Musical Theater and Chorus had a huge impact on Brian Wise ’93 TR and it was through George School that he discovered this. Brian grew up playing the piano. His plans were to continue playing at George School, or perhaps take up woodworking like his brother Marc Wise ’87. However, due to a wrist injury at the end of middle school, Brian got involved in singing and liked it so much that he signed up for chorus when he came to George School as a freshman.
“Michael Sherrin was the theater director at that time,” said Brian. “He was a remarkable person who nurtured and supported everyone. Michael could have made things easier for himself by choosing productions which would showcase a few outstanding performers, but he always chose those which would involve the most students. My fondest memories are from first year when he produced a Cole Porter Review with 30-40 cast members and The Pirates of the Penzance in my final year. Michael had a great cackling laugh which just made you smile. He would share his Opera experience and Scott Hoskins would share his Broadway experience giving us a broader understanding of how theater works. Barbara Kibler and Nelson Camp were so generous with their love and support. The arts faculty would always take time with everyone. This created a stronger community and a better educational experience.”
“When you submerge yourself in the arts, whether in movies, theater, chorale, etc., you leave all your anxieties behind,” continued Brian. “That is the power of the arts. The arts helped shape who I am. I felt proud and special to be part of the theater program at George School.”
A graduate of Duke University and the University of Virginia Law School, Brian has had a varied career. “George School gave me confidence, challenged me, but also accepted who I was,” said Brian. “I grew so much at George School and now as a successful entrepreneur, I realize that having true confidence is critical and that it is okay to not know what path your career will take. You need to discover what path is right for you and what will make you fulfilled.”
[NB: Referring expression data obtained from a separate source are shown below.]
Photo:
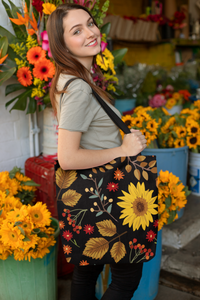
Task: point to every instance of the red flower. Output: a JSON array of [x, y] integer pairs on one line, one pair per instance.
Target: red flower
[[155, 224], [67, 235], [150, 236], [88, 229], [112, 186]]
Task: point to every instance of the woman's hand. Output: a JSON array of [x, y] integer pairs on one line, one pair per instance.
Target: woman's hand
[[133, 143]]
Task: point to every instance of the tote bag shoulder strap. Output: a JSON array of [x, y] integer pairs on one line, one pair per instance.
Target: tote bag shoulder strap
[[114, 117]]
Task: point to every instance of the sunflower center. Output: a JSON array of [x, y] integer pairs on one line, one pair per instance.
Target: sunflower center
[[194, 130], [128, 122], [44, 70], [193, 140], [140, 206]]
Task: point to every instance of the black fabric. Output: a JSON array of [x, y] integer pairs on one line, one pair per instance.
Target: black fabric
[[108, 214], [125, 280]]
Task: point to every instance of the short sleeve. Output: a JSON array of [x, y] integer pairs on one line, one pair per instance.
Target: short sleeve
[[75, 107]]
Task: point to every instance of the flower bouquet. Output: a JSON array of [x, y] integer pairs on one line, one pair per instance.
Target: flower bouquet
[[172, 196], [26, 231], [29, 52]]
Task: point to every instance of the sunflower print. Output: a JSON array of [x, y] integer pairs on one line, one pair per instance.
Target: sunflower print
[[138, 206]]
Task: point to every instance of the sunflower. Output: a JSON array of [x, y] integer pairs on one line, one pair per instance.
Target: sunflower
[[152, 125], [193, 129], [180, 131], [44, 69], [138, 206], [35, 54], [193, 141], [179, 143], [39, 214], [24, 76], [128, 120], [137, 121]]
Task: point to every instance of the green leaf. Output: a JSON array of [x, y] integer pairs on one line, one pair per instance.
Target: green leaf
[[4, 46], [32, 105], [6, 75], [13, 172], [106, 28], [13, 88], [26, 239], [119, 55], [11, 38], [30, 183], [168, 202]]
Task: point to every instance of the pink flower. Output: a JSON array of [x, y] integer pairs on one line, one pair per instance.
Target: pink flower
[[103, 46], [45, 42], [157, 101]]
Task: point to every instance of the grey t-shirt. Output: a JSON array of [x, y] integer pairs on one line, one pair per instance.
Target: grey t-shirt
[[80, 111]]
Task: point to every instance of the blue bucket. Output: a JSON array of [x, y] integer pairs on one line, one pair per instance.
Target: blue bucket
[[148, 287], [124, 105]]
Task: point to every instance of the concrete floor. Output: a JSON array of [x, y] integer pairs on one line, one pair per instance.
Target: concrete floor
[[164, 293]]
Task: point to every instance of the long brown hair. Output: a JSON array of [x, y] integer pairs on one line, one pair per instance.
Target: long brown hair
[[64, 62]]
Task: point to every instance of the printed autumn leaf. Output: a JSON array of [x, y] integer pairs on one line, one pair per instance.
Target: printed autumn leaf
[[137, 174], [123, 158], [154, 170], [145, 175], [118, 251], [94, 170], [71, 198], [96, 248], [112, 162], [143, 164], [141, 157], [106, 228], [152, 163], [128, 168], [108, 167], [65, 178], [68, 259]]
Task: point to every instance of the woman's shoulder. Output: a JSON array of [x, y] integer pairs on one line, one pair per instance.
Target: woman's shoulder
[[76, 85]]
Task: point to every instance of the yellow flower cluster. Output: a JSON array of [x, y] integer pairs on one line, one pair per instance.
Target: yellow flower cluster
[[25, 230], [172, 196], [18, 185], [142, 120]]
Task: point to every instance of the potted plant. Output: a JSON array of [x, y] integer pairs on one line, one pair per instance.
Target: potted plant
[[28, 236]]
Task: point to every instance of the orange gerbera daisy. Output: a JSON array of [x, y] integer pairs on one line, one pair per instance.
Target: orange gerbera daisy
[[44, 69], [67, 249], [34, 54], [24, 76], [118, 174], [83, 263]]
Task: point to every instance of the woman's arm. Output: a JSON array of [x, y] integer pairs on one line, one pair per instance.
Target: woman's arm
[[72, 157]]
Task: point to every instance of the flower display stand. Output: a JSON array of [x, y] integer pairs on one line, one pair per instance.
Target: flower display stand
[[34, 280], [124, 105], [148, 287], [174, 160]]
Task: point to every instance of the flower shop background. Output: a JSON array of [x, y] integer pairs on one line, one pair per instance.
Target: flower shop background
[[14, 126]]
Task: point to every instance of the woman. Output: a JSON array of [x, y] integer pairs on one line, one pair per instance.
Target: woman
[[87, 137]]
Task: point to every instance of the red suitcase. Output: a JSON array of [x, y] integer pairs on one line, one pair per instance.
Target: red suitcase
[[42, 172]]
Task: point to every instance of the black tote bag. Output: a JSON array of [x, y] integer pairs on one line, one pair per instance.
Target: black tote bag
[[109, 214]]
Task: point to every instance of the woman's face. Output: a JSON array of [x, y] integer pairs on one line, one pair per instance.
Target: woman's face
[[81, 36]]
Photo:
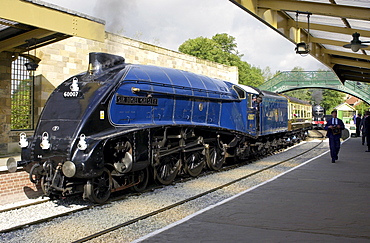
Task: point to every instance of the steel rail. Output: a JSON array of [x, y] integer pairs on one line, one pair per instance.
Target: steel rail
[[127, 223]]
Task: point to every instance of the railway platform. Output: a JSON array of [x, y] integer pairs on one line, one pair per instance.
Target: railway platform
[[319, 201]]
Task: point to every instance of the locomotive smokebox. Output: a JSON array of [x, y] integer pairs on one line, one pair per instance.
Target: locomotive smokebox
[[99, 61]]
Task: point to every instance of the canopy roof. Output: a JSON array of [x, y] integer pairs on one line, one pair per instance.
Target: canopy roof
[[331, 25], [29, 24]]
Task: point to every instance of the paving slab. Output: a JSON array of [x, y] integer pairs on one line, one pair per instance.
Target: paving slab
[[317, 202]]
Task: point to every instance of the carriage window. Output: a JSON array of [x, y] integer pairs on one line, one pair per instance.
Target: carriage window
[[239, 91]]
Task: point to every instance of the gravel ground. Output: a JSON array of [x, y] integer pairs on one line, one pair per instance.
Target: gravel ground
[[81, 224]]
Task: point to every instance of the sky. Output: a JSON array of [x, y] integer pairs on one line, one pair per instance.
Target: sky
[[169, 23]]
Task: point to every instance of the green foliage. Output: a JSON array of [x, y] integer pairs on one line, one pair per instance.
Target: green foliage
[[21, 105], [223, 49], [362, 108], [302, 94]]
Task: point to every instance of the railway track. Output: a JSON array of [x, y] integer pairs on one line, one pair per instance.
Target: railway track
[[164, 209], [133, 219]]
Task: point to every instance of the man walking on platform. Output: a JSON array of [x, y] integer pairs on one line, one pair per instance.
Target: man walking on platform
[[334, 127], [366, 129]]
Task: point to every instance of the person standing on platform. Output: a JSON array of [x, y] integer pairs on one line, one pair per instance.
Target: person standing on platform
[[358, 122], [334, 127], [366, 129], [362, 127]]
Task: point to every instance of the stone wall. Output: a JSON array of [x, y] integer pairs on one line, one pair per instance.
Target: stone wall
[[69, 57]]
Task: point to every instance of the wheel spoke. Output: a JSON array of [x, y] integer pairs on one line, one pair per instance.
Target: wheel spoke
[[167, 170], [98, 189]]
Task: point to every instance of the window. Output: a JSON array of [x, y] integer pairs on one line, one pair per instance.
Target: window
[[21, 96]]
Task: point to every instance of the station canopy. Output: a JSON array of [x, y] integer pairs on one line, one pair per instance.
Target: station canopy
[[29, 24], [325, 26]]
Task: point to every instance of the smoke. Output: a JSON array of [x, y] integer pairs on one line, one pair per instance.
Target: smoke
[[116, 13]]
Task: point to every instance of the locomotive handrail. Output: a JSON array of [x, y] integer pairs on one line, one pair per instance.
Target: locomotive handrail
[[138, 90]]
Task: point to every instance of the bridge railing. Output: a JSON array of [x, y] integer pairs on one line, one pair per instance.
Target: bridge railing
[[286, 81]]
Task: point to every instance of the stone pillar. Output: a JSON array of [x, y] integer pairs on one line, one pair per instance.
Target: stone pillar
[[5, 101]]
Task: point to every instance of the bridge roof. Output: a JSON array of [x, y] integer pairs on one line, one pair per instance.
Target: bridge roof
[[332, 23], [27, 24]]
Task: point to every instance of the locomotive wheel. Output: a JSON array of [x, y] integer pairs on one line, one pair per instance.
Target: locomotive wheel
[[167, 169], [194, 163], [98, 189], [143, 176], [216, 159]]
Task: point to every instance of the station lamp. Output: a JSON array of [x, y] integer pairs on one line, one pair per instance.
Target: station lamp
[[356, 44], [302, 48], [31, 65]]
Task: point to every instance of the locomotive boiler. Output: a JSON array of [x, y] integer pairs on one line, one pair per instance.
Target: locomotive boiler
[[118, 125]]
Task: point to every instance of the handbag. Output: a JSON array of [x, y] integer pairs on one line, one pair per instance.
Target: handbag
[[336, 131]]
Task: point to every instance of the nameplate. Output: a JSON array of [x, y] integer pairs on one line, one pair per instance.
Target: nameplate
[[134, 100]]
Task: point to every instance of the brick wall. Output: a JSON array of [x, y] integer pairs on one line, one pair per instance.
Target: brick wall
[[16, 187]]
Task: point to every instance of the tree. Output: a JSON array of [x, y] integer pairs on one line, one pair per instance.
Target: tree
[[222, 48]]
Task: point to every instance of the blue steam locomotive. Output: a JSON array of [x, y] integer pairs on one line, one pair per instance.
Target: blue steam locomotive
[[118, 125]]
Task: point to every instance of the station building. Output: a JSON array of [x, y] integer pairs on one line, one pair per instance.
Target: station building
[[59, 43]]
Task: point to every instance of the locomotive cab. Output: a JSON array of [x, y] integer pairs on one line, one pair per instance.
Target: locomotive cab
[[118, 124]]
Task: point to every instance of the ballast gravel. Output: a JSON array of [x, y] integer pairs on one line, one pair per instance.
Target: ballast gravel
[[79, 225]]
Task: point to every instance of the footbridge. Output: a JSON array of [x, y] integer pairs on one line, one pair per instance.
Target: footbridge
[[294, 80]]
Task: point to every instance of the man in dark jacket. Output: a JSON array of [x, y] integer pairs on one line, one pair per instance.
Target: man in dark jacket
[[366, 129], [358, 122], [334, 127]]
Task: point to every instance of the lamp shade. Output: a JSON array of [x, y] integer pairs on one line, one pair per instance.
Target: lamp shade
[[302, 48], [355, 44]]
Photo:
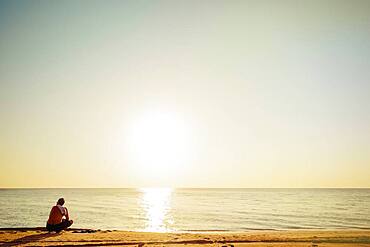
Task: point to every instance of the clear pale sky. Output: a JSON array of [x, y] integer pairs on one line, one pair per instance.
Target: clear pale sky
[[185, 93]]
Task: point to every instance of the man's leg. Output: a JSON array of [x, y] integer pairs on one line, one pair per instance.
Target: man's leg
[[64, 225]]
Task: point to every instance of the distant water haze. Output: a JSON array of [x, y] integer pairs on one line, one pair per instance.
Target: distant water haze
[[164, 209]]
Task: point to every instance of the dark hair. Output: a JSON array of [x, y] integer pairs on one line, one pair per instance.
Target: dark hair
[[60, 201]]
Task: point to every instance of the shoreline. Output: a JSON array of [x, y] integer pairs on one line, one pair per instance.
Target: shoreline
[[83, 237]]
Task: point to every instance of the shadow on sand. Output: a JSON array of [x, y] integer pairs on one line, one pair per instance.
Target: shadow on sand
[[29, 239]]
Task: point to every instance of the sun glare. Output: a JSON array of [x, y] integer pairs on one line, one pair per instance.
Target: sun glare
[[156, 203], [159, 143]]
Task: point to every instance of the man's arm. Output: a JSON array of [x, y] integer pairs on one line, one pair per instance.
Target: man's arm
[[67, 214]]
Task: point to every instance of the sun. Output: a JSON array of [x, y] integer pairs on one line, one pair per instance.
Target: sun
[[159, 142]]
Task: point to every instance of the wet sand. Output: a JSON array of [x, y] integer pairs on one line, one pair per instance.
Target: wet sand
[[86, 237]]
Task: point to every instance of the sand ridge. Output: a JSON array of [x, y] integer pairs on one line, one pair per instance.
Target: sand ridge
[[90, 237]]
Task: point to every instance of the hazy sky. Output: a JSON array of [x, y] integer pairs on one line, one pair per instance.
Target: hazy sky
[[185, 93]]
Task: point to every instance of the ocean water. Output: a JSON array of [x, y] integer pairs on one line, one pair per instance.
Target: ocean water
[[191, 209]]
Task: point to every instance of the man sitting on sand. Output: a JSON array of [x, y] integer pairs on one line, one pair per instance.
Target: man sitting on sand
[[58, 218]]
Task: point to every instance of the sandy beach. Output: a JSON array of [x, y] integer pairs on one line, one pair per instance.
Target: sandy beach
[[85, 237]]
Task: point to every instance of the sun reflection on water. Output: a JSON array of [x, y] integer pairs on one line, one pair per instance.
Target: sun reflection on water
[[156, 204]]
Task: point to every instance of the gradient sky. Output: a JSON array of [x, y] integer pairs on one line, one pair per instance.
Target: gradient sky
[[185, 93]]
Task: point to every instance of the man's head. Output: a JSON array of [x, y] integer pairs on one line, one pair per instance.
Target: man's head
[[60, 201]]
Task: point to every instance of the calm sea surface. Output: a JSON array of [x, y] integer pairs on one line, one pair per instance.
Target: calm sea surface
[[191, 209]]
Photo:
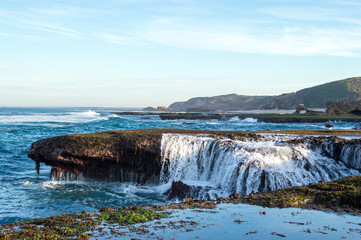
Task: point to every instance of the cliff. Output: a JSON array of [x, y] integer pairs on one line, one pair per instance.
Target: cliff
[[316, 97], [313, 97], [348, 106], [224, 102]]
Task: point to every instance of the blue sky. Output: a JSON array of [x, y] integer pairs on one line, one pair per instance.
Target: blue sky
[[154, 52]]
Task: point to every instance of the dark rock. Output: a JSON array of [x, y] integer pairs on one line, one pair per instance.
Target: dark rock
[[235, 196], [181, 191], [348, 106], [300, 107]]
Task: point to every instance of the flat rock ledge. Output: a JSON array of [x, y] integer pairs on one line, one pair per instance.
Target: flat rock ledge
[[124, 156], [127, 155]]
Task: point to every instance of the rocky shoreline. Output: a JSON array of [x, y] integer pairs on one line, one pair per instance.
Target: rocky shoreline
[[135, 155], [342, 196]]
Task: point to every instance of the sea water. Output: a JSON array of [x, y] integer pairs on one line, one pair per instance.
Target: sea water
[[24, 194]]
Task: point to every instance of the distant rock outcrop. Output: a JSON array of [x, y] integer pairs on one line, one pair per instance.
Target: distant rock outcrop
[[316, 97], [231, 102], [313, 97], [348, 106]]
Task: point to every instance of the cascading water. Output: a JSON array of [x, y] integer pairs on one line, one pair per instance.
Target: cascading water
[[227, 166]]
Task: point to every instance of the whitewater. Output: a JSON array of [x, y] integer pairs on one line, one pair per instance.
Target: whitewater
[[25, 195]]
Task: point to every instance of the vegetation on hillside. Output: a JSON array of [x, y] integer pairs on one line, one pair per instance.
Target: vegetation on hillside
[[313, 97]]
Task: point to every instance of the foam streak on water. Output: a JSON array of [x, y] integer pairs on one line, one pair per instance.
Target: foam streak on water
[[245, 166]]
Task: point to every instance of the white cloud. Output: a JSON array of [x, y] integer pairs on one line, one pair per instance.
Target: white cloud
[[22, 21], [286, 41]]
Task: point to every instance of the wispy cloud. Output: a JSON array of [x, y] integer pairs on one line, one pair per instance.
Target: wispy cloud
[[285, 41], [26, 22], [66, 10], [117, 39], [19, 36]]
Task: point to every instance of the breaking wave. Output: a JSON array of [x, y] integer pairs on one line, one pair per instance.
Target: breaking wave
[[227, 166]]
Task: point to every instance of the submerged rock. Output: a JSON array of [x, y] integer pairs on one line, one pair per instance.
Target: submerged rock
[[182, 191], [155, 155]]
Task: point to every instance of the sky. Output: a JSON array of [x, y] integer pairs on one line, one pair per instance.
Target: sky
[[139, 53]]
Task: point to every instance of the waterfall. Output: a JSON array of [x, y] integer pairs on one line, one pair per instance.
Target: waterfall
[[225, 166]]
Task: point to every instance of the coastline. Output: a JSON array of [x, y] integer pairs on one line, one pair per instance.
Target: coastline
[[111, 223]]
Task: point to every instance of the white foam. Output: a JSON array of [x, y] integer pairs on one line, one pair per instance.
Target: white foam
[[71, 117], [249, 120], [245, 166]]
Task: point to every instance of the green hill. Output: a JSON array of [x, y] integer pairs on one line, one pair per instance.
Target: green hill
[[224, 102], [316, 97], [313, 97]]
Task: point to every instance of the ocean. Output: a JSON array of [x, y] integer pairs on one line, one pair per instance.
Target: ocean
[[25, 195]]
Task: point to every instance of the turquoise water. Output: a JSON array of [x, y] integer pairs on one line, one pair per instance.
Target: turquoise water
[[25, 195]]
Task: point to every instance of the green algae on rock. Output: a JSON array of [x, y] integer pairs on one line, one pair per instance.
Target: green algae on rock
[[78, 225], [339, 195]]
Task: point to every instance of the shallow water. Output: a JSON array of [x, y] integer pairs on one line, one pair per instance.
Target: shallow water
[[241, 221], [25, 195]]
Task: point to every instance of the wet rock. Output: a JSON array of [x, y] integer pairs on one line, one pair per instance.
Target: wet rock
[[181, 191]]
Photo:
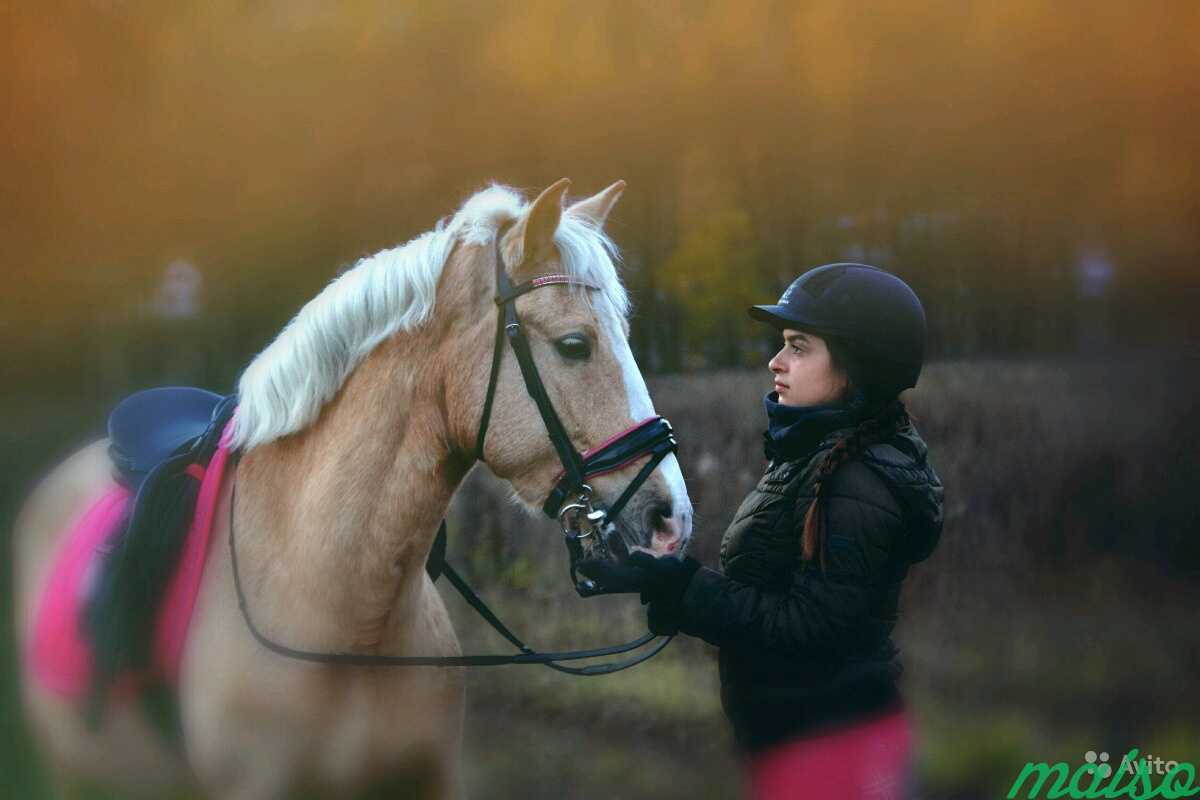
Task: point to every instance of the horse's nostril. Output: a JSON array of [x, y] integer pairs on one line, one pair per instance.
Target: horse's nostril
[[658, 516]]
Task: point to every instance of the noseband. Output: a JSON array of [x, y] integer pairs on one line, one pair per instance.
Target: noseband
[[653, 437]]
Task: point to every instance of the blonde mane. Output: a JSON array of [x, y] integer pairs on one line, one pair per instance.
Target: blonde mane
[[286, 386]]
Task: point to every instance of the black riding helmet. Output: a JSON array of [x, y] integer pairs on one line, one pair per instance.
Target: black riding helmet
[[862, 311]]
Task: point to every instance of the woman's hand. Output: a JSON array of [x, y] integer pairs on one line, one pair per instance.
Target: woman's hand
[[661, 582]]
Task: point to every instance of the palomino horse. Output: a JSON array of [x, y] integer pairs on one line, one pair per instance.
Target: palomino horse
[[355, 426]]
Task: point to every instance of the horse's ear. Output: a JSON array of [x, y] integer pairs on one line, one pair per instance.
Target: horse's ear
[[595, 209], [535, 229]]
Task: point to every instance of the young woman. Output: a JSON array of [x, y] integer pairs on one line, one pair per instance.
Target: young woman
[[815, 557]]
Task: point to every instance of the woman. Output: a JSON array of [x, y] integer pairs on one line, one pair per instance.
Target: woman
[[816, 554]]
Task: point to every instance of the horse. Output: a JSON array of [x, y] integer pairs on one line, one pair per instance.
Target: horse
[[354, 427]]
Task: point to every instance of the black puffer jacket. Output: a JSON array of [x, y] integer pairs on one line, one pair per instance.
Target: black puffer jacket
[[801, 650]]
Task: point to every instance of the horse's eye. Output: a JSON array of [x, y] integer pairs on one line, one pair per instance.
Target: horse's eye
[[574, 347]]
Brian’s passion for the arts led to the creation of an endowment to support the performing arts at George School. “Growing up, my parents always taught my brother and me that we were fortunate to be born in the United States with access to opportunities that others do not have,” shared Brian. “As a result, it was our responsibility to help others—people you know and those you do not know. My parents were particularly supportive of education and healthcare, and I have continued this tradition.”
As a member of the Board of Trustees, Brian says, “It is my privilege and honor to serve on the George School Board of Trustees. Providing oversight for a school which has been here for nearly 130 years requires a careful and thoughtful approach. The culture of the school remains the same, but change has happened and that is a good thing. Buildings have changed, faculty children are now faculty, and the school’s population more richly reflects the world we live in. Our expanded economic, racial, social, and international diversity allows us to have more thoughtful conversations about difficult topics which makes us better educationally.”